Вот в Кишерти бабка жила с сыновьей семьёй — сноха да внучка. Сын бабкин — рыбак рыбакам, еще пацаном домой сомов таскал больше себя ростом. Вот вырос, женился, а когда народили они дочку, посадил молодой отец черёмуху во дворе, дочке Верочке на радость. Подросла Верка, и вместо мальчишки за отцом на всякую рыбалку увязывалась, штаны натянет — и за ним. Да так наловчилась, что вечно наудит больше. Отец только усмехался: «Водяной мою девчонку балует, всю рыбу ей гонит». Жена ворчит: «Куда столько нарыбачили — не сварить, не съесть.

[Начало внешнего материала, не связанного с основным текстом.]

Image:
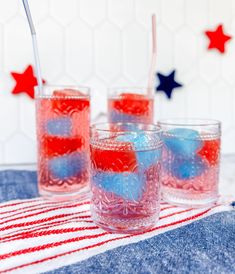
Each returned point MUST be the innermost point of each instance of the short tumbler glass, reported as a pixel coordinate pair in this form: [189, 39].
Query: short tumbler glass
[130, 105]
[62, 114]
[125, 176]
[190, 161]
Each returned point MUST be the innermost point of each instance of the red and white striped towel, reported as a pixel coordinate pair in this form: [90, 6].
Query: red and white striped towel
[38, 235]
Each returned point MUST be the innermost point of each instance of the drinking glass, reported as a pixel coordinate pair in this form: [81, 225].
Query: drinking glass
[130, 105]
[63, 114]
[190, 161]
[125, 176]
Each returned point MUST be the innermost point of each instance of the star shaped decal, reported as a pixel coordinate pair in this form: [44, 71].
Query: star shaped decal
[217, 39]
[25, 82]
[167, 83]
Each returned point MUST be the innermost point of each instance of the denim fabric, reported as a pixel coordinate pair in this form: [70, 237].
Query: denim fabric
[205, 246]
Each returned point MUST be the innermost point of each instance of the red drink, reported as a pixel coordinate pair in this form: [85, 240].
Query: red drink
[190, 160]
[130, 107]
[63, 141]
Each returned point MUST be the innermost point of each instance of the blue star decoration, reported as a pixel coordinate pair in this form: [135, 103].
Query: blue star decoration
[167, 83]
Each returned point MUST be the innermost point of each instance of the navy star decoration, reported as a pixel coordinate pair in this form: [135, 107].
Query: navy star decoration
[167, 83]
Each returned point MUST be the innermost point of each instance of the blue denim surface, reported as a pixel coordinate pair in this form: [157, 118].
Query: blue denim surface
[205, 246]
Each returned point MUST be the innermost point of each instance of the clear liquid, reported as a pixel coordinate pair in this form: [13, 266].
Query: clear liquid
[63, 144]
[118, 210]
[201, 186]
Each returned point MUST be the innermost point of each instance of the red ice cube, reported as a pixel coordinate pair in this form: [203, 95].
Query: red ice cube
[119, 159]
[54, 146]
[129, 103]
[65, 104]
[210, 150]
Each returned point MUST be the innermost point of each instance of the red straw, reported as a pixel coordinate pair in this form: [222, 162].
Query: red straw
[154, 55]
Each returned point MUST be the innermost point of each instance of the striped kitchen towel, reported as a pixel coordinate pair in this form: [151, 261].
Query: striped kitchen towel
[38, 235]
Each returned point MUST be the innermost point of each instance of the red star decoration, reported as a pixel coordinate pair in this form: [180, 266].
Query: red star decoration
[25, 82]
[217, 39]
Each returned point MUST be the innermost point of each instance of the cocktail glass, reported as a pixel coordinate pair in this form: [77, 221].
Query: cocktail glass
[63, 115]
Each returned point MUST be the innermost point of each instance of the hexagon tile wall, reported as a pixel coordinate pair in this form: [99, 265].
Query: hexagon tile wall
[107, 43]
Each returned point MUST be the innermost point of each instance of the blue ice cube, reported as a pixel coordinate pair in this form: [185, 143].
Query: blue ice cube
[59, 126]
[118, 117]
[67, 166]
[183, 141]
[129, 186]
[145, 158]
[185, 169]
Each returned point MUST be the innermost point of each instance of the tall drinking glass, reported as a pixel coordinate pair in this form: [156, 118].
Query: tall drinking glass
[63, 115]
[190, 161]
[125, 172]
[130, 105]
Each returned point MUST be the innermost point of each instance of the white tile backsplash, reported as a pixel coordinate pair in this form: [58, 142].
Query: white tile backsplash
[107, 43]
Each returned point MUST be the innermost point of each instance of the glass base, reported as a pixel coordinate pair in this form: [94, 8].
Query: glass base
[81, 194]
[124, 225]
[189, 200]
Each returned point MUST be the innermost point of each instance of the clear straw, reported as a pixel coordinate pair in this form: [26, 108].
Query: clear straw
[154, 55]
[35, 45]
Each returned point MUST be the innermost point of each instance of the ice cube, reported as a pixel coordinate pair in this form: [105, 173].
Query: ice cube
[183, 141]
[130, 103]
[54, 146]
[69, 101]
[146, 156]
[59, 126]
[210, 151]
[68, 166]
[118, 117]
[185, 169]
[129, 186]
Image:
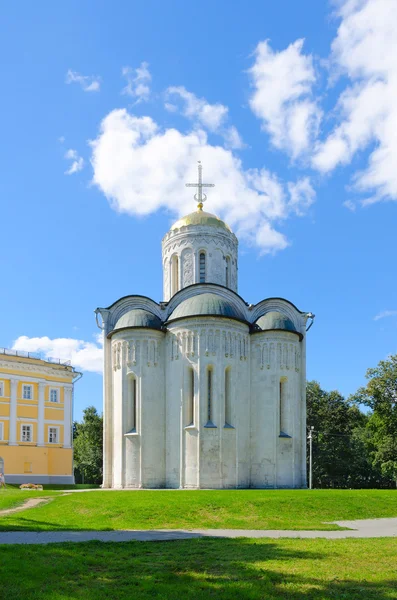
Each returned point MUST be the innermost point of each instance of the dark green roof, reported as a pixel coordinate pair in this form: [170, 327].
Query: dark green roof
[138, 317]
[206, 304]
[275, 320]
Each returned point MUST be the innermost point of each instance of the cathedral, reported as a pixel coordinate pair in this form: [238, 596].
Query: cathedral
[203, 390]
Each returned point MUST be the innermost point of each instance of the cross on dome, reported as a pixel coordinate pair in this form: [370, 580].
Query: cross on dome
[200, 196]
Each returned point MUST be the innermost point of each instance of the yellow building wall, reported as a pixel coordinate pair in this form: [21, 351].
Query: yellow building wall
[26, 412]
[7, 386]
[43, 461]
[51, 414]
[60, 429]
[6, 425]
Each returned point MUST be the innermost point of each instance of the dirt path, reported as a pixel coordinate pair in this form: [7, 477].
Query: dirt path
[29, 503]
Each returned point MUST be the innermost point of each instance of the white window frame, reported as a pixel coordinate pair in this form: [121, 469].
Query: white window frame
[27, 385]
[30, 425]
[58, 393]
[57, 434]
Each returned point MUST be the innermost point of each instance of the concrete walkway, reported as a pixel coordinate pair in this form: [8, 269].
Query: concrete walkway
[368, 528]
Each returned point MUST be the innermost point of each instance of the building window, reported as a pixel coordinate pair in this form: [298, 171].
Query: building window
[131, 405]
[209, 395]
[54, 395]
[227, 271]
[26, 433]
[202, 267]
[283, 406]
[174, 274]
[53, 435]
[190, 399]
[228, 405]
[27, 392]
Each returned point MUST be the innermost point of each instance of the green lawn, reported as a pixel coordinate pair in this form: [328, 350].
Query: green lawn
[239, 509]
[12, 497]
[200, 569]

Мне до полуночи вашу рыбу чистить?» Так отец с дочерью всё рыбу у бани развешивали, солили да сушили.
Жили-были душа в душу, а тут война. Как началась, на другой день и проводили они своего мужика. Проводили, а обратно не встретили. Не вернулся, без вести пропал. Война прошла, год пролетел. И мать, и жена уже не ждут Петра. А Верка молодая ещё, в школу не отбегала, ждёт, когда отец приедет — то ли к Первомаю, то ли будущей осенью, то ли под Новый год?.. И главное, всё снасти чинит, удочки ладит, и в бане их прячет. А на Сылву не идёт: «Мы с отцом пойдем! Я ему и удочку новую приберегла…»
Прошло так четыре года. На исходе лета вернулся в деревню один кишертский мужик, он после войны ещё в дальних странах служил, наконец командиры домой его отпустили. Повидался со своими, и приходит в Веркин дом. Сел у стола и говорит:
— Так и так, женщины милые. Принес я вам последний поклон от Петра. Привелось нам на фронте свидеться. У меня на руках он умирал, и слово от меня взял, что не пошлю вам бумагу, а сам всё скажу, как есть. Велел вам Петя жить дружно. Очень, дочка, тебя вспоминал. Как, говорит, мы с Верунькой рыбалить ходили. Уж не поймать мне, говорит, больше дочкиного, а она у меня удачливая уродилась.
Тут Верка вскочила с лавки, крикнула что-то, с места сорвалась, дверью ахнула, в сенях чем-то загремела — и на двор. Мать за ней, а Верка у той самой черёмухи стоит и удочки в щепки ломает, кричит страшные слова.
День ли два прошло, топят они баню. Истопили. Первой бабушка сходила, и внучку посылает. Верка собралась, пошла, и бежит вдруг обратно: «Бабушка, ты где мылась? Бани-то в огороде нет!» Выглянула бабка: а на огороде ни бани, ни черёмухи — только яма на том месте, а вокруг земля прогнулась, как огромная тарелка. Потом сбоку в этой тарелке трещина показалась, стала расходиться, земля внутрь посыпалась, зашумело глухо, вздохнуло и стала изливаться на свет подземная вода.
Испугались они в своей избе ночевать, к соседям ушли. А наутро пришли — на том месте провал в два Веркиных роста глубиной, а неподалеку еще один, и в обоих вода на глазах прибывает.
Соединились два провала, а на следующую ночь появилась рядом третья дыра, и земля между ними как будто тает, как сахар, уходит куда-то вниз. На третий день и получилось глубокое озеро в полсотни метров. Так и назвали озеро — Провал.
Жалко бабке двора, и черёмухи жалко, и бани. Ходила старая у воды, вздыхала, сыночка вспоминала. И стало ей слышаться, что вздыхает кто-то ей в ответ. Взяла бабка потихоньку от снохи и внучки горбушку хлеба, табаку, ну в озеро и бросила. На поминовение сына своего и на всякий случай — для бабы Водянихи.
Оттого или нет, а вода в Провале понемногу успокоилась, притихла. Стали люди воду в озере брать, огороды поливать. А на другое лето поднялись вокруг цветы, окружили Провал, берега травой затянулись. И караси в Провале завелись — толстенные!
Встречник
— Не в обиду, тётка Агафья, а только все грибушинские — чудной народ! Иду сейчас от реки, а там наш сосед, дядя Коля Золотой, с ребятишками воздушного змея пускает. Мужику уж под сорок, а он ветер ловит!